ALE avec l’Inde : les investissements promis seront-ils durables ?

12.03.2024, Commerce et investissements

L’accord de libre-échange avec l’Inde, signé le 10 mars à Delhi, prévoit des investissements massifs en Inde et la création d’un million d’emplois. Une démarche à saluer du point de vue du développement, mais qui aurait pu insister davantage sur le caractère durable de ceux-ci. 

Isolda Agazzi
Isolda Agazzi

Experte en politique commerciale et d'investissement, responsable média pour la Suisse romande

ALE avec l’Inde : les investissements promis seront-ils durables ?

L'industrie des machines se réjouit du commerce sans droits de douane. La question est de savoir si les gens en profiteront également.

© Keystone

L’Inde est un partenaire de négociation particulièrement coriace. L’Association européenne de libre-échange (AELE), dont la Suisse est membre, en a fait l’amère expérience, elle qui négociait un accord de libre-échange avec Delhi depuis 2008. Le principal point d’achoppement était le renforcement des droits de propriété intellectuelle sur les médicaments, (appelé dans le jargon TRIPS+ car allant au-delà de l’accord TRIPS de l’OMC), demandé avec insistance par la Suisse, mais refusé par l’Inde, le principal fabriquant de médicaments génériques au monde.

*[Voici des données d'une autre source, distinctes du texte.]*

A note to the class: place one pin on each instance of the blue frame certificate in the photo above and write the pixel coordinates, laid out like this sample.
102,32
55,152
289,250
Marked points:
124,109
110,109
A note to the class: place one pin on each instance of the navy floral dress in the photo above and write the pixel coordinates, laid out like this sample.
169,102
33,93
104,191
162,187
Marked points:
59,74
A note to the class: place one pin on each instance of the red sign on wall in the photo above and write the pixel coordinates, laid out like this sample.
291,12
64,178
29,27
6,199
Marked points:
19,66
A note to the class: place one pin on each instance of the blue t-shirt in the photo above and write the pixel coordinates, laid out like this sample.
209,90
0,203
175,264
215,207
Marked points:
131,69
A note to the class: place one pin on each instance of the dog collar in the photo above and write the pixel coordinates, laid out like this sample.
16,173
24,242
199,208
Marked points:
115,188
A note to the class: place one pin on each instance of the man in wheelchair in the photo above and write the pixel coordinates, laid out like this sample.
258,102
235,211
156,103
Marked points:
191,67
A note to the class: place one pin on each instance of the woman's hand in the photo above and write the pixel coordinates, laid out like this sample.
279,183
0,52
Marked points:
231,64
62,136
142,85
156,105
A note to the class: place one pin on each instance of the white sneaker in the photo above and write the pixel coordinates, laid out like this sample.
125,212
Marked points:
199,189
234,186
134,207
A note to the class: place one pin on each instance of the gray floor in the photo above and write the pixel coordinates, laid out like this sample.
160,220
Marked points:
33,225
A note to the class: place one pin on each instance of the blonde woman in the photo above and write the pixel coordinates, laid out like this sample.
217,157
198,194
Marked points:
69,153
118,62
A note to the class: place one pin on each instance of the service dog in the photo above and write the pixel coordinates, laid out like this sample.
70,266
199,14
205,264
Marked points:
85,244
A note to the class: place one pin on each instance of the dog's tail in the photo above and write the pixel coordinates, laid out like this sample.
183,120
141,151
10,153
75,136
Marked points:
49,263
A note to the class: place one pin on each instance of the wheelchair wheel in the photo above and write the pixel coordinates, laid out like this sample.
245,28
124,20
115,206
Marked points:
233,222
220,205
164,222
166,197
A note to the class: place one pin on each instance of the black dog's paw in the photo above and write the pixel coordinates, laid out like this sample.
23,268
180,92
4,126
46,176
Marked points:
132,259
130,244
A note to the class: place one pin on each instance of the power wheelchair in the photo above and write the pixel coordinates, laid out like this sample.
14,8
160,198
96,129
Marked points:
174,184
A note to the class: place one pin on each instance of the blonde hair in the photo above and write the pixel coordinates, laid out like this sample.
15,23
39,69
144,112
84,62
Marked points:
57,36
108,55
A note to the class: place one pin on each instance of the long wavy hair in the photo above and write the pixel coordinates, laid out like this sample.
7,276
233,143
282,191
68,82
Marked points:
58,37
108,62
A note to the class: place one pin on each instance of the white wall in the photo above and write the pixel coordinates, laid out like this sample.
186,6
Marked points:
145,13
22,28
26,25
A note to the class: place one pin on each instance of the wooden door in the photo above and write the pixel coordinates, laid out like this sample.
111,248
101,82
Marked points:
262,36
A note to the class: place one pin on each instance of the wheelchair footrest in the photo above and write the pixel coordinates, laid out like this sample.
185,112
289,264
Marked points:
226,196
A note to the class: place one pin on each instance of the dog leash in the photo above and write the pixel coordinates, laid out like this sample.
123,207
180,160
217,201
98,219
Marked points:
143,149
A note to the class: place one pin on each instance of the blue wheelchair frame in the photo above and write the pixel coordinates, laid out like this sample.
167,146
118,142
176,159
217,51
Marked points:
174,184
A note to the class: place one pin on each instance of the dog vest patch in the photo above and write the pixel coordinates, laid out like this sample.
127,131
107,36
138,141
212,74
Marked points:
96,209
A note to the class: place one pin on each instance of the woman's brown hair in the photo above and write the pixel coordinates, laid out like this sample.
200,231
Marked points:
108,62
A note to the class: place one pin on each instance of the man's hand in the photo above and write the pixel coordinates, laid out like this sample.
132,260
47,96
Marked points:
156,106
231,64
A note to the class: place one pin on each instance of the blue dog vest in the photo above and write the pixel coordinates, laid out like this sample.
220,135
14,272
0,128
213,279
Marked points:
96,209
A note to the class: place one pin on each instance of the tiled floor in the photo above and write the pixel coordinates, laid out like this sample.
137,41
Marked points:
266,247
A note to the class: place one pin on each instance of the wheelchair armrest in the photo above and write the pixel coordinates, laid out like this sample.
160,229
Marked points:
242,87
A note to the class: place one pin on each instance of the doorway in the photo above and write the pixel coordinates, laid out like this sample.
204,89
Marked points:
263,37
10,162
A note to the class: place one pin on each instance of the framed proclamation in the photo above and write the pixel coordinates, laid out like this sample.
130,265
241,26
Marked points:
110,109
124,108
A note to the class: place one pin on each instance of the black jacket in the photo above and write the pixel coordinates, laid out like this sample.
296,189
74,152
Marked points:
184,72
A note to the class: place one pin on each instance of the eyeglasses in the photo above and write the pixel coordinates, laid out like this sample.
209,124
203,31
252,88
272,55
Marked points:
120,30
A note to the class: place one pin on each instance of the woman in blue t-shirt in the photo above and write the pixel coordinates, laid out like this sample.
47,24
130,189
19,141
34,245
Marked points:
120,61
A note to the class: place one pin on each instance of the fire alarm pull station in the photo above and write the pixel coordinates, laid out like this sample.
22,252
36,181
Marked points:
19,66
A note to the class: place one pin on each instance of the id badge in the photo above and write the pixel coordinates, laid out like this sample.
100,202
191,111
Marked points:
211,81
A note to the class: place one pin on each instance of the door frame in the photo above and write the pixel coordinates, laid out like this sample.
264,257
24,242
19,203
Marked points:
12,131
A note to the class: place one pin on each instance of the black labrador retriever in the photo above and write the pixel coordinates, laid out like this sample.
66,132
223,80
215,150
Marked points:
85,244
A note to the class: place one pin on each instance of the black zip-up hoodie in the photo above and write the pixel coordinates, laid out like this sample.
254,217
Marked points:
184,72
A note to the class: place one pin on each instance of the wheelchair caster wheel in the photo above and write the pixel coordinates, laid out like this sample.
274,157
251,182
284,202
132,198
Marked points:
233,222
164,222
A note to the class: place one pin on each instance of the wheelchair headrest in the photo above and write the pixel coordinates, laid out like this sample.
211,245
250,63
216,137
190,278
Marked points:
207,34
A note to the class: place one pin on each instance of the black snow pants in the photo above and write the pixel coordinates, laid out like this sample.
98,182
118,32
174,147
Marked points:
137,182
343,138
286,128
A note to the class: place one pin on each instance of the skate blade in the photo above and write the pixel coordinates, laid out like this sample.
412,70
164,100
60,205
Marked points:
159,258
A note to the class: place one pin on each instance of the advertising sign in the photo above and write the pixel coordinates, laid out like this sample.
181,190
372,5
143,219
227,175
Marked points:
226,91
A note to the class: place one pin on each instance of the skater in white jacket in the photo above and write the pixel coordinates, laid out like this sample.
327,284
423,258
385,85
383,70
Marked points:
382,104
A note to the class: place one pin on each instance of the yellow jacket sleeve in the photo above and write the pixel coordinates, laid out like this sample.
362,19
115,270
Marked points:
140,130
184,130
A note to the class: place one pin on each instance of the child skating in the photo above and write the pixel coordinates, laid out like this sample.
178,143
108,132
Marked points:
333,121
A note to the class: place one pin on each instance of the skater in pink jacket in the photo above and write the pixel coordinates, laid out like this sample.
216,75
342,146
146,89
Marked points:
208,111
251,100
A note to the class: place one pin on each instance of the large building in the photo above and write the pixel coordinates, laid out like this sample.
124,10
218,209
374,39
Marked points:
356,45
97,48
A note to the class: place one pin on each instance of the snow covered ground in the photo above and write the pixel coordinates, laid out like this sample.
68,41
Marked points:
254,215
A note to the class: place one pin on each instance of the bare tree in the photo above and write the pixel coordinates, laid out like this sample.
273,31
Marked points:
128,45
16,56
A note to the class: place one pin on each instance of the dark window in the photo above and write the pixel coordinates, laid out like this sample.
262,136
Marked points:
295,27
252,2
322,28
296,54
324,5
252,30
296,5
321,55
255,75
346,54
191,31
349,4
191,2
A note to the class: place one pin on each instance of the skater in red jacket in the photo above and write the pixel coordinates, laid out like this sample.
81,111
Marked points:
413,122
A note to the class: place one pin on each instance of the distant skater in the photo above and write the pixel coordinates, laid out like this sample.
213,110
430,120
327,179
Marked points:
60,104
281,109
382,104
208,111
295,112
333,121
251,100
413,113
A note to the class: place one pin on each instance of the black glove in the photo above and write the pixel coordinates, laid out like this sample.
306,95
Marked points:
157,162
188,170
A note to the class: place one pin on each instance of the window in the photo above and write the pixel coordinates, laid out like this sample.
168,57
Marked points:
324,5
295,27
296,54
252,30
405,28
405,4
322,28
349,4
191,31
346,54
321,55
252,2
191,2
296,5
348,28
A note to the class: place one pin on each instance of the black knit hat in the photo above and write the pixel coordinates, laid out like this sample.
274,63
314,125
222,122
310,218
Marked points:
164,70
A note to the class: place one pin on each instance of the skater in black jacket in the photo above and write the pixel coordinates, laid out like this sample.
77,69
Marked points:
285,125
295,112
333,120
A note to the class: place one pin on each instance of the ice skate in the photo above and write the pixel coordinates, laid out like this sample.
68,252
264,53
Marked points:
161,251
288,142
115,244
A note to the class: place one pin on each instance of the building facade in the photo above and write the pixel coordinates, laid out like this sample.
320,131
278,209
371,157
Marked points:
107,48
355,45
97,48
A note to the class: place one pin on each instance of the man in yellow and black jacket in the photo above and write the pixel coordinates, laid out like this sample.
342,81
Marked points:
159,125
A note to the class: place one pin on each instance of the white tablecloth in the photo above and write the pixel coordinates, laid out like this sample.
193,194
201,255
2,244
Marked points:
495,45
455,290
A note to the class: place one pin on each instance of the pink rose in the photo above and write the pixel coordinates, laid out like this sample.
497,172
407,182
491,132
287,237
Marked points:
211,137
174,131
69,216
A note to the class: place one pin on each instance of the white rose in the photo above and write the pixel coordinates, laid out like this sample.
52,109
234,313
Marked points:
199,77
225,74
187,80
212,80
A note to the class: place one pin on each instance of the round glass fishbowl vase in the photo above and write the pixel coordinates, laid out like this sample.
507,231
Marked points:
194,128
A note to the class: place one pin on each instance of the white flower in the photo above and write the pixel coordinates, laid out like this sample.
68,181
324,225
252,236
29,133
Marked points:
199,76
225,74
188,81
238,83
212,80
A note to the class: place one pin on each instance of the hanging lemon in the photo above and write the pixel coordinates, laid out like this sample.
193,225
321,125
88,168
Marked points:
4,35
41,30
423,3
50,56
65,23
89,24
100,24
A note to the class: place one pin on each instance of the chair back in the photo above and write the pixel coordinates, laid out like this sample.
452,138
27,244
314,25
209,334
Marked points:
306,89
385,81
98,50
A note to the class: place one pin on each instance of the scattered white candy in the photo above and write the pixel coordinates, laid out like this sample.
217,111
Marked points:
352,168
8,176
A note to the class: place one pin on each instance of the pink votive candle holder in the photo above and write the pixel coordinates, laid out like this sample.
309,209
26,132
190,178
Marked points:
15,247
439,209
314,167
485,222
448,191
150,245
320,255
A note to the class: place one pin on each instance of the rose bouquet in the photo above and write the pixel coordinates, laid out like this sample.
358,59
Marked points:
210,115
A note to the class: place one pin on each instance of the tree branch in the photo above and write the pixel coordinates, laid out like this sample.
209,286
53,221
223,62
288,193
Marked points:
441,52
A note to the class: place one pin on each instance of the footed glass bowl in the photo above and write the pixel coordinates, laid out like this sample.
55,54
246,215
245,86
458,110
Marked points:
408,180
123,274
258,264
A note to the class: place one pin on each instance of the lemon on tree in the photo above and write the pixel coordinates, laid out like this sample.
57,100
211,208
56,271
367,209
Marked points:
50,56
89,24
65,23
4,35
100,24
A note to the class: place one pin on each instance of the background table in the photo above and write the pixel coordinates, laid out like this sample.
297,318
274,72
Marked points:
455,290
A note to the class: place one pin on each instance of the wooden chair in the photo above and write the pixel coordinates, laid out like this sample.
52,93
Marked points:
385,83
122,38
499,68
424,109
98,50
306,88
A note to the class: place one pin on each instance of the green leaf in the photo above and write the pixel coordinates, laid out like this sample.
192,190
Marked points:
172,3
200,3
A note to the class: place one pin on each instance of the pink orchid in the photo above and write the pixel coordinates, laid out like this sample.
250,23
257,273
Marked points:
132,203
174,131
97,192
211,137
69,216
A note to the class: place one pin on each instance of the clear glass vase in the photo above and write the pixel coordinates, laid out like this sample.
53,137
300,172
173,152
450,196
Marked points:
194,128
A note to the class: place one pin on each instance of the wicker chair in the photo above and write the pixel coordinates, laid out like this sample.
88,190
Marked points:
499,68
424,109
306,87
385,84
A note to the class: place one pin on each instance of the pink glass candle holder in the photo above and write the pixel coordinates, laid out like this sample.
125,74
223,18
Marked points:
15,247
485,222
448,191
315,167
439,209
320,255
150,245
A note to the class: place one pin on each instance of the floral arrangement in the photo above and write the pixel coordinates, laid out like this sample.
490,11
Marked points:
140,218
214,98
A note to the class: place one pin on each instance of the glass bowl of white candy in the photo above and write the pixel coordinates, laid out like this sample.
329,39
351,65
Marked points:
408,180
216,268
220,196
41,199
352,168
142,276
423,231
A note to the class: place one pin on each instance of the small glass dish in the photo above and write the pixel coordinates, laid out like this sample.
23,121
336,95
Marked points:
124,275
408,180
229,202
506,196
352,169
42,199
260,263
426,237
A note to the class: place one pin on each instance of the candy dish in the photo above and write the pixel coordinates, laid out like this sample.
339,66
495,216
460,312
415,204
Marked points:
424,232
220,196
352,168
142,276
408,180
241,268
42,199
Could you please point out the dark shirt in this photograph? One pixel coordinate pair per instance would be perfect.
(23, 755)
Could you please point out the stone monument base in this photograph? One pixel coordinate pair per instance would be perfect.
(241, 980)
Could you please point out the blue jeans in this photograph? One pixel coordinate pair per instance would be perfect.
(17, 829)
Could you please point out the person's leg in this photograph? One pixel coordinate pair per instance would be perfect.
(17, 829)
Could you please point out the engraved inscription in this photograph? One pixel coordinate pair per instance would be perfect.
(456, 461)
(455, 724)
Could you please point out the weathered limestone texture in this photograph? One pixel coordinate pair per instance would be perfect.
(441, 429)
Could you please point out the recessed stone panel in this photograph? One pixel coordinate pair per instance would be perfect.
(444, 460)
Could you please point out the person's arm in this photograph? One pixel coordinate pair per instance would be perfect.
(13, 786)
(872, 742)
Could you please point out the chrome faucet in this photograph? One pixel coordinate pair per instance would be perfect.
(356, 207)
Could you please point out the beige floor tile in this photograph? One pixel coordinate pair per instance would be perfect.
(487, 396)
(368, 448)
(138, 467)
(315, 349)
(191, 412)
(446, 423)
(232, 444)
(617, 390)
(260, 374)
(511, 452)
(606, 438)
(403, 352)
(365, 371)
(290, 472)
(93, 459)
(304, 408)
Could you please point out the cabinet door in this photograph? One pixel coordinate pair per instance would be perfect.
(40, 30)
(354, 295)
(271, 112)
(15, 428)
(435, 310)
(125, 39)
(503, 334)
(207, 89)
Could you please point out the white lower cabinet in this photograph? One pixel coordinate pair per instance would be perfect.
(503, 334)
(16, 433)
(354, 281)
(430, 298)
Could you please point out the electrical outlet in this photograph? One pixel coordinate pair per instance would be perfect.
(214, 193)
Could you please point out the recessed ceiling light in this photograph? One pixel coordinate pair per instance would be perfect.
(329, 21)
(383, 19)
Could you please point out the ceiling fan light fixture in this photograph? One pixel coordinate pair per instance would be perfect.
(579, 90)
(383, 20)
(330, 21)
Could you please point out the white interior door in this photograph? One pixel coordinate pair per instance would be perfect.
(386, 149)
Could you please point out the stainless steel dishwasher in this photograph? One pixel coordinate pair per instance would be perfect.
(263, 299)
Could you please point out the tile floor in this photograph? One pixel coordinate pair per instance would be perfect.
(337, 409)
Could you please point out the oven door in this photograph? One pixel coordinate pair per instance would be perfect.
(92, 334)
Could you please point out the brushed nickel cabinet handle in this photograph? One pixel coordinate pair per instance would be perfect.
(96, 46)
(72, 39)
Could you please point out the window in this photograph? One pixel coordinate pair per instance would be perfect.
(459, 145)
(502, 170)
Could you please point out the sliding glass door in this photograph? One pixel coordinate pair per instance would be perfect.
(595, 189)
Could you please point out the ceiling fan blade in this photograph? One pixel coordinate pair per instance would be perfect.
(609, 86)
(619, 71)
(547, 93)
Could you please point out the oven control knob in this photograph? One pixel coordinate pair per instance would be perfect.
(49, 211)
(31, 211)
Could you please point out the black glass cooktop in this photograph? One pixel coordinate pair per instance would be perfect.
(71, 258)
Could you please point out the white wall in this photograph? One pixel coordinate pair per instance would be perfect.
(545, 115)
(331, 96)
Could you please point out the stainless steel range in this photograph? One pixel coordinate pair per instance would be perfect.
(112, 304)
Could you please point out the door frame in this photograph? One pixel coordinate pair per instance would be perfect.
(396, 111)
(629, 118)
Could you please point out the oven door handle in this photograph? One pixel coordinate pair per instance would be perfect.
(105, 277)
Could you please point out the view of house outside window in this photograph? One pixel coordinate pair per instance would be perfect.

Le 10 mars, l’AELE a marqué un grand coup en annonçant la signature de l’accord, à Delhi. Elle a brûlé la priorité à l’Union européenne, empêtrée dans des négociations sans fin, et à d’autres partenaires comme le Royaume-Uni. L’annonce n’était pas entièrement une surprise, le Conseiller fédéral Guy Parmelin ayant salué la conclusion des négociations quelques semaines auparavant, mais personne ne savait ce que le texte contenait. Alliance Sud et les ONG craignaient que l’Inde ait cédé aux pressions de la pharma suisse en adoptant des dispositions problématiques comme l’exclusivité des données ou la prolongation de la durée des brevets, qui retardent et rendent plus onéreuse la fabrication et mise sur le marché de médicaments génériques.

Mais le texte publié dimanche montre que l’Inde, soutenue par la société civile internationale, n’a pas lâché sur ces deux points fondamentaux. Pour l’instant du moins, car les parties vont continuer à discuter de l’exclusivité des données une année après l’entrée en vigueur de l’accord. D’autres dispositions problématiques minent les flexibilités contenues dans l’accord TRIPS de l’OMC, notamment la possibilité de s’opposer à l’avance à la délivrance d’un brevet.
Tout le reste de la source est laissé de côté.